|Tipo di tesi||Tesi di laurea magistrale|
|Titolo||Apprendimento autonomo e indotto: analisi delle curve di apprendimento per la produzione di un componente in fibra di carbonio. Il caso Automobili Lamborghini.|
|Titolo in inglese||Autonomous and induced learning: analysis of learning curves for a CFRP component production. Automobili Lamborghini’s case study.|
|Struttura||Dipartimento di Scienze e Metodi dell'Ingegneria|
|Corso di studi||INGEGNERIA GESTIONALE (D.M.270/04)|
|Data inizio appello||2019-04-16|
|Disponibilità||Accessibile via web (tutti i file della tesi sono accessibili)|
Questo studio esamina i processi e le curve di apprendimento a partire dal monitoraggio della produzione di un componente in fibra di carbonio.

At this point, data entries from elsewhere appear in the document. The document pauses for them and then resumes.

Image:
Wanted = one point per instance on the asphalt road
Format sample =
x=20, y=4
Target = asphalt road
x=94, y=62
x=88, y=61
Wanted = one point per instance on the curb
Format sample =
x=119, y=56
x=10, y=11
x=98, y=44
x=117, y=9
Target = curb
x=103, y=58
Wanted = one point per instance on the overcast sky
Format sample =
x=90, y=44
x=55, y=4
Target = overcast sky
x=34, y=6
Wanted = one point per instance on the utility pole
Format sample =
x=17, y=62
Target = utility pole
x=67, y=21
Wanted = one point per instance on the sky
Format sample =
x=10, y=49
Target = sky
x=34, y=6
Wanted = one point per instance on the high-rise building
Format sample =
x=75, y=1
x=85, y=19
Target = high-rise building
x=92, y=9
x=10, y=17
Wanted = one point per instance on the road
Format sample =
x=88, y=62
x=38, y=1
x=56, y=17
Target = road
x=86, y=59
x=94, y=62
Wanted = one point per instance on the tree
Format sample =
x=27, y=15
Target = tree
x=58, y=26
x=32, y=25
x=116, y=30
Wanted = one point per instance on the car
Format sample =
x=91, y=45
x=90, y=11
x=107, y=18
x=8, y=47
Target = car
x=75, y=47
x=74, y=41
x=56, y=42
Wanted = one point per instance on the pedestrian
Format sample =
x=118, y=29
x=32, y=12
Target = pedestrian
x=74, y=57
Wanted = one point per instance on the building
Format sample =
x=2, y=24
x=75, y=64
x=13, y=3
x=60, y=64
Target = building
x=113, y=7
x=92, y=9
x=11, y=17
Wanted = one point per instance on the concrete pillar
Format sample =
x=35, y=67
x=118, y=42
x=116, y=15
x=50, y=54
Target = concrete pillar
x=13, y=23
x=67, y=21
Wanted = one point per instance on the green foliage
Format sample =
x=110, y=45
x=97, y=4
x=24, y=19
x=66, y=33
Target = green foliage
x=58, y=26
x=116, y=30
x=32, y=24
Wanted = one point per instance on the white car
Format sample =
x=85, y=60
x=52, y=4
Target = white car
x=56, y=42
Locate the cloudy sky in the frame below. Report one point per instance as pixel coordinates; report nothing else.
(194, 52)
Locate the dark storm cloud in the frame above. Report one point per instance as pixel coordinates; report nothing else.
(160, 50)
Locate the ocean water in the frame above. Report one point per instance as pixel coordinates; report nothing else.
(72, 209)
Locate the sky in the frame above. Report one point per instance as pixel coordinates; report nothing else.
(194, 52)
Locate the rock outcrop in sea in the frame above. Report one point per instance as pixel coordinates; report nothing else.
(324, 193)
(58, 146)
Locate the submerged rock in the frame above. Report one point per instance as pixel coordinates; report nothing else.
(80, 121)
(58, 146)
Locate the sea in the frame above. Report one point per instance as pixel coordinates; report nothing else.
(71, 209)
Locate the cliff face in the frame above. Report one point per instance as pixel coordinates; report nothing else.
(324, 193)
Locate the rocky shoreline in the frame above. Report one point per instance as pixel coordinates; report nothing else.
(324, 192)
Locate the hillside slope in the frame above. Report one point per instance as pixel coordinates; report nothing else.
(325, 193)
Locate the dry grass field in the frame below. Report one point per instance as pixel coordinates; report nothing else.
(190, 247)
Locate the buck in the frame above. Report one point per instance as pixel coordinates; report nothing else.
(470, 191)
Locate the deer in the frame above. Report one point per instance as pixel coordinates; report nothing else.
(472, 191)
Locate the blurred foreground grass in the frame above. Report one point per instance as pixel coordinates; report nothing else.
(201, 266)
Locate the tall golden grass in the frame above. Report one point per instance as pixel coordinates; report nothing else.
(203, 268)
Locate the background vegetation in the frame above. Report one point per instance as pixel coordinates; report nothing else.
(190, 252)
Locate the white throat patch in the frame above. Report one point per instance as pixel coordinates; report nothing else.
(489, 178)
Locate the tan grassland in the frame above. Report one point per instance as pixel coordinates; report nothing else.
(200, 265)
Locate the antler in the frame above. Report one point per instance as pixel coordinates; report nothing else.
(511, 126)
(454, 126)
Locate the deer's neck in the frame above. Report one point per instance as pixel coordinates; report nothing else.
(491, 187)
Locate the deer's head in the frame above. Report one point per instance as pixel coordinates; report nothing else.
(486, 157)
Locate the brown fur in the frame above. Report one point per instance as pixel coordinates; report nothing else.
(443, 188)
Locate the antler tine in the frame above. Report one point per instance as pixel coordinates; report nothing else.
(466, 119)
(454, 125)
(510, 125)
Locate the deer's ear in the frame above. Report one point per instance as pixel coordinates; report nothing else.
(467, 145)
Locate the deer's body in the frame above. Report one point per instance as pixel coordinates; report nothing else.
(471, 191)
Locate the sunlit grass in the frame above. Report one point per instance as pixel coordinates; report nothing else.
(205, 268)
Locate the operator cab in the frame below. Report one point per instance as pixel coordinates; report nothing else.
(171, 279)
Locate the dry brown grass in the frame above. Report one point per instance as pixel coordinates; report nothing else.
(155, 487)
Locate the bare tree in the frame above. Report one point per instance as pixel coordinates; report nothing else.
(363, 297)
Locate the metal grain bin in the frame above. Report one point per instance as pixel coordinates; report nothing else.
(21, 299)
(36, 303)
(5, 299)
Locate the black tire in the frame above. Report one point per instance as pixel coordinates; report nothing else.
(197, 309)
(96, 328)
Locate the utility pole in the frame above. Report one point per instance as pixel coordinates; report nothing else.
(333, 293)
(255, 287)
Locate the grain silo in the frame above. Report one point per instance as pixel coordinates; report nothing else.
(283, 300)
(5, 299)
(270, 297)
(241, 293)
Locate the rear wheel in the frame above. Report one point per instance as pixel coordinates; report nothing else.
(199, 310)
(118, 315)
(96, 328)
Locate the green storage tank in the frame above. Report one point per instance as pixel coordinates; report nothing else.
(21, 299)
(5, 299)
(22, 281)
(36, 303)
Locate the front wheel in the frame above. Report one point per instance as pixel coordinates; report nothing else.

This study examines learning processes and learning curves based on the production monitoring of a Carbon Fibre Reinforced Polymer component. It focuses on a curve model that describes a real dataset collected from the production of a new component in Automobili Lamborghini S.p.A (Sant’Agata Bolognese, BO), leader in the production of luxury sports car with CFRP components. This research is the result of my five-month internship in the Pre-Series department of the Composites Centre in the aforesaid automotive company. The aim of the thesis is the study of a curve that describes the effect of autonomous and induced learning on the productivity improvement for a composite component. This kind of approach is new in the scientific literature. The close monitoring of the manufacturing process of a new automotive component has been conducted. This component is the carbon-look roof of Lamborghini’s Coupé Aventador SVJ Livery. The production process is manual and it consists of a lamination process and besides of other minor assembly operations. Four workers have been involved for five-weeks: the production time of every single operation has been collected for each of them. The aggregation of these data led to a significant analysis. The most important learning curve models available in the scientific literature have been tested on the real dataset, then new possible models have been created, and finally the learning curve with the best fitting, i.e. the one with the least Mean Squared Error, has been identified. This bivariate model, tested on real data, considers both the production volume and the training hours as independent variables. The results achieved are crucial for decision making processes and production planning of CFRP components in the automotive industry. It is suggested to test this model in different industries and for different processes, hence further investigation is recommended.